То же самое печальное происходит и в старых университетах. Классика сохраняется как предмет, по которому все должны пройти квалификацию; а образование, предоставляемое обычному студенту, сдающему экзамены на проходной балл, носит презренный, поверхностный характер; это на самом деле вообще не образование. Оно не дает ни хватки, ни бодрости, ни стимула. Здесь опять же никто не интересуется средним человеком. Если более либеральные преподаватели пытаются избавиться от невыносимой тирании обязательной классики, группа серьезных, консервативных людей прибывает из провинции и переголосовывает их, торжественно заявляя и, очевидно, веря, что образование в опасности. Правда в том, что интеллектуальное образование среднего англичанина приносится в жертву устаревшей гуманистической системе, управляемой лишенными воображения и педантичными людьми.

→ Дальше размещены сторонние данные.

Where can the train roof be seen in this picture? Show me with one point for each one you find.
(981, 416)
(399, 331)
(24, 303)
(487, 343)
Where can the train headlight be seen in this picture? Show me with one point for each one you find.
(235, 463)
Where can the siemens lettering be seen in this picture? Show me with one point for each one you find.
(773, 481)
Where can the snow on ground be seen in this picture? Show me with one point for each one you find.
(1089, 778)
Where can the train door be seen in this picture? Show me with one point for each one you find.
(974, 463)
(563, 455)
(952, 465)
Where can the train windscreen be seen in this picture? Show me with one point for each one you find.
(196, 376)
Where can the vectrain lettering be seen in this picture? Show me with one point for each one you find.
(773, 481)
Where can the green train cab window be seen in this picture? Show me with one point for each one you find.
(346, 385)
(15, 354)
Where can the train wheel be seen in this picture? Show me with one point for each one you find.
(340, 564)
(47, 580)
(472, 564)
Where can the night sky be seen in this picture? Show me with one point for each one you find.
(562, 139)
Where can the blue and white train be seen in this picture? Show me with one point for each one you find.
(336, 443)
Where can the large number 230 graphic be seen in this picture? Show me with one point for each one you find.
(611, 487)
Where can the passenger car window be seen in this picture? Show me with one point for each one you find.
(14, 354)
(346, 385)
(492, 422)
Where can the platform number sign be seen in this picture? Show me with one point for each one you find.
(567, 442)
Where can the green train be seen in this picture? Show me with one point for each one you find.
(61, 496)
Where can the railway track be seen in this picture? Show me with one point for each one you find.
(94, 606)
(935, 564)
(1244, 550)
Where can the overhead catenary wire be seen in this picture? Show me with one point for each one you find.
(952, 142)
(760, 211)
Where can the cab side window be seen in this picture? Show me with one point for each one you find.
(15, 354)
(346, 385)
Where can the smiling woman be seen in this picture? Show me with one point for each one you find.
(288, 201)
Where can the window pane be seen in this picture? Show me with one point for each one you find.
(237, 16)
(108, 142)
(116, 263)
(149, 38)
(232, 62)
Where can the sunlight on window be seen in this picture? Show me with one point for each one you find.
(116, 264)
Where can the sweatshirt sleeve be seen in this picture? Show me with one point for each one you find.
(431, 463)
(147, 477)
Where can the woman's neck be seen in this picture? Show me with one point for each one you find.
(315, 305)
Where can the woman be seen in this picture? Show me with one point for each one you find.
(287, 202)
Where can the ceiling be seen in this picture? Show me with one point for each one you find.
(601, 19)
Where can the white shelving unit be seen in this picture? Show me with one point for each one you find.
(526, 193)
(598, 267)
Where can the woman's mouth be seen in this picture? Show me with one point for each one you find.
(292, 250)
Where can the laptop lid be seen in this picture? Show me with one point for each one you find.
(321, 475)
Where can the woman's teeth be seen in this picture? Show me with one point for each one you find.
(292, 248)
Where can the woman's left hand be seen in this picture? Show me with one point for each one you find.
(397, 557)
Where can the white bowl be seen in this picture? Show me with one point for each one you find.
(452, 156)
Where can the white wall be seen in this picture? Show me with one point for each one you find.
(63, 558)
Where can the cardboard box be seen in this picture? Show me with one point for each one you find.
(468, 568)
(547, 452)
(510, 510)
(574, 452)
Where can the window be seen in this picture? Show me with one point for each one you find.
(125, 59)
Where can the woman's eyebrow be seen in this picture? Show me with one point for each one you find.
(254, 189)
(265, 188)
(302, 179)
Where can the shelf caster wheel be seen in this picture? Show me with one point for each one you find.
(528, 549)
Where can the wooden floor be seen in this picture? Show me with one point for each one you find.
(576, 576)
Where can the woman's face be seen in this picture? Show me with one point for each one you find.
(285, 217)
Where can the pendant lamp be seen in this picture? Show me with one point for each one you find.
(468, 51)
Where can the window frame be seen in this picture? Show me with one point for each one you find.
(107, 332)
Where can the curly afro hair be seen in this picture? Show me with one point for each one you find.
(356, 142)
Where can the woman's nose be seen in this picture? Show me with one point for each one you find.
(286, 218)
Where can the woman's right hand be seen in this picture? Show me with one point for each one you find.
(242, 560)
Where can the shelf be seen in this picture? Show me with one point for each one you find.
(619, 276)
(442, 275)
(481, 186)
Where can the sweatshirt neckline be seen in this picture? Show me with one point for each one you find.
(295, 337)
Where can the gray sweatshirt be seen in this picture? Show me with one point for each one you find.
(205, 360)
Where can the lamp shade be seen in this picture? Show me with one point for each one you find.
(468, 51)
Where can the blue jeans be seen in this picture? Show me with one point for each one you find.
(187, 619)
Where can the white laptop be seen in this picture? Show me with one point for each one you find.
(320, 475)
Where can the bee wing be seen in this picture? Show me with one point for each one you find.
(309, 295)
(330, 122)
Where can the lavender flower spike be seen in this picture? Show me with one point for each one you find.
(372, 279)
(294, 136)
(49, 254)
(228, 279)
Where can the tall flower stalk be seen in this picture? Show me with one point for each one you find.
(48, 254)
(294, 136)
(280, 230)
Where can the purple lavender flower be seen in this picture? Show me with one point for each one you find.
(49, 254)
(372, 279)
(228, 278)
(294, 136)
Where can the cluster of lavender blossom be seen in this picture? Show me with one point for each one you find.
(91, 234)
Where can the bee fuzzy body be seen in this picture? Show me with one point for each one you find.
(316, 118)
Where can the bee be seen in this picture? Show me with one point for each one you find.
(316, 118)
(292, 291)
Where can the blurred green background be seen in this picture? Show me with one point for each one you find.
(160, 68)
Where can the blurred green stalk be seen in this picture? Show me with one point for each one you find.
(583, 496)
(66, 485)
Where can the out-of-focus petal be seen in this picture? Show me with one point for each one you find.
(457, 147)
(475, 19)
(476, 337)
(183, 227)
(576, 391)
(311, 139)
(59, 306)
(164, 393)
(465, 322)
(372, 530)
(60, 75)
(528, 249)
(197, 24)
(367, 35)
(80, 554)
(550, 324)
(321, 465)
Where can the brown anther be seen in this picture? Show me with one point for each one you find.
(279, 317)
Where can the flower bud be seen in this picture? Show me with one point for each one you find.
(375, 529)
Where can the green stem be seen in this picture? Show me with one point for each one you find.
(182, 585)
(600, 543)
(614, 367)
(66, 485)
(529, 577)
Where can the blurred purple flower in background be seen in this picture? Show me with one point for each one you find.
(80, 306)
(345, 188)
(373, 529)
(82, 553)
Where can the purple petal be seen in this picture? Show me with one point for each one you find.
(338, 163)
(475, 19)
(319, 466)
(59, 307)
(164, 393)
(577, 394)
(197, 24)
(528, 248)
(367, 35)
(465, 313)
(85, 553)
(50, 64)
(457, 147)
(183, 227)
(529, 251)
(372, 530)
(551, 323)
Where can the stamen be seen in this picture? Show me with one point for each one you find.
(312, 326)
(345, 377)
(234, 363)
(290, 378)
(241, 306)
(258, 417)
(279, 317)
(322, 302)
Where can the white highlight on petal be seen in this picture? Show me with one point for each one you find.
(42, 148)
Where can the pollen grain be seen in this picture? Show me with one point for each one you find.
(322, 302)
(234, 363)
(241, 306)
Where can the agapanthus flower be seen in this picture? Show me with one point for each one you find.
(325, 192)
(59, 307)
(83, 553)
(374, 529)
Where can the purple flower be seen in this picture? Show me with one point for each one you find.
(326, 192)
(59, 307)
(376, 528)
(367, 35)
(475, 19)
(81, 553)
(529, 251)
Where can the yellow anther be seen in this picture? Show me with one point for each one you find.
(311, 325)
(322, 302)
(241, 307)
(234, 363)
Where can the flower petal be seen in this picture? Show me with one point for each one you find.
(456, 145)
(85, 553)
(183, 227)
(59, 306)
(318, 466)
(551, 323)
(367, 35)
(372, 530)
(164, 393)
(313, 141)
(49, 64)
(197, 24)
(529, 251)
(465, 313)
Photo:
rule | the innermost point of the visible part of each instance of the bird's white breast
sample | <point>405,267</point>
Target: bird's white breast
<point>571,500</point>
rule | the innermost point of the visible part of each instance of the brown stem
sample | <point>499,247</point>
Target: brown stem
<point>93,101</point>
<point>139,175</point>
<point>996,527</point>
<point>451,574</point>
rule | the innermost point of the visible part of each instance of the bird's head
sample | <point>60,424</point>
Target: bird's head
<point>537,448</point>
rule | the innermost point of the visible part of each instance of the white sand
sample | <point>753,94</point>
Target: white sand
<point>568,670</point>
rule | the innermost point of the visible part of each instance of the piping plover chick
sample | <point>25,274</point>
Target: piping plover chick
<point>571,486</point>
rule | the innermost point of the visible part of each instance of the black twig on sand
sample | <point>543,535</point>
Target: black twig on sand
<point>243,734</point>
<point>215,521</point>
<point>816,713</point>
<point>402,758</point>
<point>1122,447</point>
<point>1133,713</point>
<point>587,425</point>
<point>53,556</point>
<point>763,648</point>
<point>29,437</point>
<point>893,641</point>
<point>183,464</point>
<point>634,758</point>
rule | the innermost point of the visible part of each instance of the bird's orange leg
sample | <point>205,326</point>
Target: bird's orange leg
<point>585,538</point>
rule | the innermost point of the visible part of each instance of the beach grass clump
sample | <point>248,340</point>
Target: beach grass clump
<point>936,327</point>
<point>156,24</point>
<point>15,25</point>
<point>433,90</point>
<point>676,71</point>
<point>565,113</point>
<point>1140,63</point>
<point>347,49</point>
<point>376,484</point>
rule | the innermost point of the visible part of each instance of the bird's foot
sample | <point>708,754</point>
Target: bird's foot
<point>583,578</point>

Самое печальное во всем этом то, что у большинства из нас так мало представления о том, чего мы хотим достичь с помощью образования. Моя собственная теория проста. Я думаю, что мы должны прежде всего подготовить мальчиков, насколько можем, к тому, чтобы они играли полезную роль в мире. Такая теория осуждается теоретиками образования как утилитарная; но если образование не должно быть полезным, нам лучше немедленно закрыть наши школы. Идеалист говорит: «Не заботьтесь о пользе; получите лучший образовательный инструмент для тренировки ума, и, когда вы закончите свою работу, ум будет ясным и сильным, способным выполнить любую работу». Это прекрасная теория; но она не подтверждается результатами; и одна из причин глубокого недоверия, которое быстро распространяется в стране по отношению к нашим частным привилегированным школам, заключается в том, что мы выпускаем так много мальчиков не только без интеллектуальной жизни, но даже не способных к скромной полезности. Эти теоретики продолжают говорить о классике как о великолепной гимнастике, но в их руках она становится дыбой; вместо того чтобы оставаться гибкими и хорошо сложенными, конечности оказываются напряженными, вывихнутыми и слабыми. Даже цвет нашей классической системы слишком часто остается без какой-либо оригинальной способности к самовыражению; это критические, привередливые умы, восхищающиеся эрудицией, предпочитающие изучение второсортных авторов изучению лучших. Человек, который читает Вергилия ради удовольствия, — лучший результат системы образования, чем тот, кто переиздает Тибулла. Вместо того чтобы иметь оригинальные мысли и собственный стиль для их выражения, эти высокие классики остаются с глубоким знанием стиля и словоупотребления древних авторов — вещь, которую нельзя недооценивать как шаг в прогрессе, но все же по сути являющуюся лишь прихожей ума.